Les chercheurs de l'Institut national de l'Environnement Industriel et des risques (Ineris) et de l'Institut national de la santé et de la recherche médicale (Inserm) ont développé un nouveau test biologique permettant de mettre en évidence le potentiel œstrogénique d'une substance donnée, c'est-à-dire si elle est capable de mimer l'action des œstrogènes.
Leurs travaux se basent sur le gène cyp19a1b qui code pour une enzyme, l'aromatase, qui catalyse la synthèse des œstrogènes. L'expression de ce "gène de l'aromatase" est régulée par les œstrogènes et y est très sensible. Ainsi, même de faibles doses d'un perturbateur endocrinien (PE) mimant les œstrogènes peuvent avoir de forts impacts sur l'organisme exposé.
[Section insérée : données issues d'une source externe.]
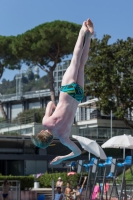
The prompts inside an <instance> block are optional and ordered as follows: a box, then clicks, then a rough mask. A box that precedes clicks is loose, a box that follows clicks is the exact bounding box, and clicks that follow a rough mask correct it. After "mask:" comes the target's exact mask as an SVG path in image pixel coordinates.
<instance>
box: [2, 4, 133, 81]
mask: <svg viewBox="0 0 133 200" xmlns="http://www.w3.org/2000/svg"><path fill="white" fill-rule="evenodd" d="M132 10H133V0H91V1H90V0H0V35H7V36H8V35H17V34H21V33H24V32H25V31H27V30H28V29H32V28H34V27H35V26H37V25H39V24H42V23H45V22H50V21H54V20H57V19H58V20H66V21H70V22H75V23H78V24H82V22H83V21H84V20H86V19H87V18H91V19H92V21H93V23H94V27H95V32H96V35H97V37H98V38H99V39H101V38H102V36H103V35H104V34H109V35H111V37H112V38H111V40H110V42H111V43H112V42H115V41H116V40H117V39H126V38H127V37H128V36H130V37H133V27H132V19H133V11H132ZM24 68H25V69H26V67H24ZM16 73H18V71H16V70H14V71H9V70H5V72H4V74H3V77H2V79H3V78H6V79H9V80H12V79H13V77H14V75H15V74H16ZM42 73H43V72H42Z"/></svg>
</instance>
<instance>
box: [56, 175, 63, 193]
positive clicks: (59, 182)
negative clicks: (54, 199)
mask: <svg viewBox="0 0 133 200" xmlns="http://www.w3.org/2000/svg"><path fill="white" fill-rule="evenodd" d="M56 187H61V191H62V190H63V180H62V179H61V177H59V178H58V180H57V182H56Z"/></svg>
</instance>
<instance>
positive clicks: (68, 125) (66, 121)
mask: <svg viewBox="0 0 133 200" xmlns="http://www.w3.org/2000/svg"><path fill="white" fill-rule="evenodd" d="M78 104H79V102H78V101H76V100H75V99H74V98H72V97H71V96H70V95H68V94H67V93H64V92H60V97H59V103H58V105H57V107H56V109H55V111H54V113H53V114H52V115H51V116H50V117H46V116H44V118H43V125H44V126H45V127H46V128H47V129H48V130H49V131H51V132H52V133H53V135H54V136H56V137H58V138H59V139H60V136H61V137H66V136H67V137H69V134H70V131H71V126H72V124H73V121H74V116H75V113H76V109H77V106H78Z"/></svg>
Un test rapide et sensible
Le test est réalisé sur des embryons de poisson zèbre, translucides, et transgéniques qui expriment un marqueur fluorescent facilement mesurable. Une exposition du poisson de quatre jours à une substance testée suffit à déterminer son potentiel PE ou non. Dès lors que le "gène de l'aromatase" est transcrit, des cellules du cerveau deviennent fluorescentes. Les chercheurs peuvent de cette façon visualiser et quantifier l'activation de l'expression du "gène de l'aromatase" dans le cerveau sans sacrifier l'animal.
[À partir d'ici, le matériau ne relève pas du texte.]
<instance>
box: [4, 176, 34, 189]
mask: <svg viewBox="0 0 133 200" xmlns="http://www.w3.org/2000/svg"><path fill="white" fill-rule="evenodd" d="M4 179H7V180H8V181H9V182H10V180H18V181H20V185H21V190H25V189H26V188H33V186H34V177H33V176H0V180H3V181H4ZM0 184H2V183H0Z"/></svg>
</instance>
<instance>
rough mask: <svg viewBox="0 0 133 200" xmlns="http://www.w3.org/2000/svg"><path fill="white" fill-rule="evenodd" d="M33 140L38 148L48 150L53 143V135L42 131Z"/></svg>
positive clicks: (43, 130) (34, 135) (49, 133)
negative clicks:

Un test révélateur de nouveaux composés perturbateurs
Les chercheurs ont réalisé leur test avec 45 composés suspectés de perturber le fonctionnement hormonal et qui peuvent être présents dans les eaux de surface, les effluents industriels ou les sédiments. Vingt-et-un d'entre eux ont induit une fluorescence et sont donc des substances PE œstrogéniques. Certains sont de vrais œstrogènes ou des œstrogènes synthétiques mimétiques (détergents, BPA..) mais d'autres sont des composés pro-œstrogéniques nécessitant d'être métabolisés par l'organisme pour induire un effet œstrogénique. Par exemple, les androgènes, qui sont des précurseurs d'œstrogènes, sont naturellement transformés en œstrogènes dans l'organisme, ce qui leur confère une activité œstrogénique. Les chercheurs ont pu constater que leur test biologique révèle l'activité indirecte PE de ces composés, ce qui était jusque-là impossible avec les tests in vitro. Ils ont pu découvrir ainsi que les progestatifs de synthèse que l'on trouve dans certains milieux et pour lesquels on n'avait pas mis en évidence de potentiel œstrogénique, sont également des composés pro-œstrogéniques.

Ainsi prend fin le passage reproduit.